Anna’s mournful face brightened. “And is there a day when Mr. Scourby will be out of town on business in which I may come and ask you for the key?”

Mr. Waitwaithe thought about this for a moment. “I do not think it is wrong for you to want to know more about your mother. Perhaps your father has only been trying to prevent your grieving for her anew. Mr. Scourby will be away for three days next week. Do not come to the offices. I will have the key brought
to
you and you may use it as you see fit when your father has left the house, and then you should return it to me that very day and no one will be the wiser.”

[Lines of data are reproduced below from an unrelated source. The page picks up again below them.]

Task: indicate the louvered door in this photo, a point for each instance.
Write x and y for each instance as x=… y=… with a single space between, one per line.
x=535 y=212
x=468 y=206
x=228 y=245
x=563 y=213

Anna thought to herself that
she
would be the wiser, and, of course, that was the point of it. She felt fortunate to have found such a facile purchase of her plan. First Mr. Nevers and now Mr. Waitwaithe—each had come easily to subscribe to Anna’s calculated schemes. With conies taking over the Park and Miss Godby drinking up her father’s wine stores and Dr. Bosworthy mortifying each of the houseguests with his latest experiment, and Mr. Groves putting his tongue where tongues do not generally go, and Mrs. Taptoe indicating that either Anna was too good for her son or that her son was perhaps too good for Anna except as a friend, it was fortunate that at least two things had been put that evening upon the road to a positive outcome. Still, Anna had a momentary doubt as to whether it was right to be going into her father’s locked cabinet, and so she said to Mr. Waitwaithe, “You are certain that giving me this key is the proper thing to do?”

“But it
must
be proper if you are asking it of me, Miss Peppercorn, for I hold you in great esteem for all that you have done and continue to this very day to do for others. I have heard of the assembly that you are planning within these walls for those in the parish who are not well-favoured, and look how you and your father have taken in the ones who were turned out from Turnington Lodge! There are other things, as well, which recommend you as one whose good offices are willingly employed to improve the lot of those less fortunate round us. Much has been asked of
you
and here there is this one small thing which you seek from
me
, which I know that you seek for only the honourable purpose of learning whatever you can about a mother whom cruel fate has stolen from you when you were but a lamb, and how can I
not
help to illuminate that dark path? And even if you were
not
such a noble and generous person, my conscience requires me to find some way not only to make amends for the monstrous role I played in your poor mother’s death, but also to thank you for bringing me sundry afternoons of pleasure as I wondered why you were devoting so much of your time to looking at me with side glances as I was working at my desk or walking down the lane or stepping from a shop. Do not think that I was not attentive to every moment of
your
attention and oh, how it flattered me! I regret that it will not translate itself to attachment, but I nonetheless esteem your friendship with all my heart!”